2020 ICLR 2021

An Image is Worth 16x16 Words: Transformers for Image Recognition at Scale

Dosovitskiy, Beyer, Kolesnikov, et al.

TL;DR
Slice an image into 16x16 patches, treat them as tokens, run a plain transformer. With enough data, it matches or beats CNNs on ImageNet and other benchmarks.

What it says

The Vision Transformer (ViT) takes an image, cuts it into non-overlapping 16x16 patches, flattens each patch, linearly projects it to an embedding, adds a positional embedding, and feeds the resulting sequence to a standard transformer encoder. A [CLS] token provides the classification head. Trained on small datasets like ImageNet-1k, ViT loses to ResNet — CNNs have a helpful inductive bias ViT lacks.
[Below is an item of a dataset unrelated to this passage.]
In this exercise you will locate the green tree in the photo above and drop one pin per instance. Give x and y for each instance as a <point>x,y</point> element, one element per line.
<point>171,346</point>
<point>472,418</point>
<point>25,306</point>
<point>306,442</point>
Trained on hundreds of millions of images (JFT-300M), ViT matches or beats CNNs and scales more gracefully.

Why it matters

ViT broke the assumption that computer vision needed convolution. It opened the door to unified architectures across modalities (the same transformer now backs language, vision, audio, and multimodal models) and to very large vision models like those inside CLIP, DINOv2, and modern multimodal LLMs. For large-scale vision work, transformers are now the default.

  • Swin Transformer (Liu et al, 2021) — shifted-window attention for better CV inductive bias.
  • CLIP (Radford et al, 2021) — the language-supervised ViT that powers open-vocabulary vision.
  • DINOv2 (Oquab et al, 2023) — strong self-supervised ViT representations.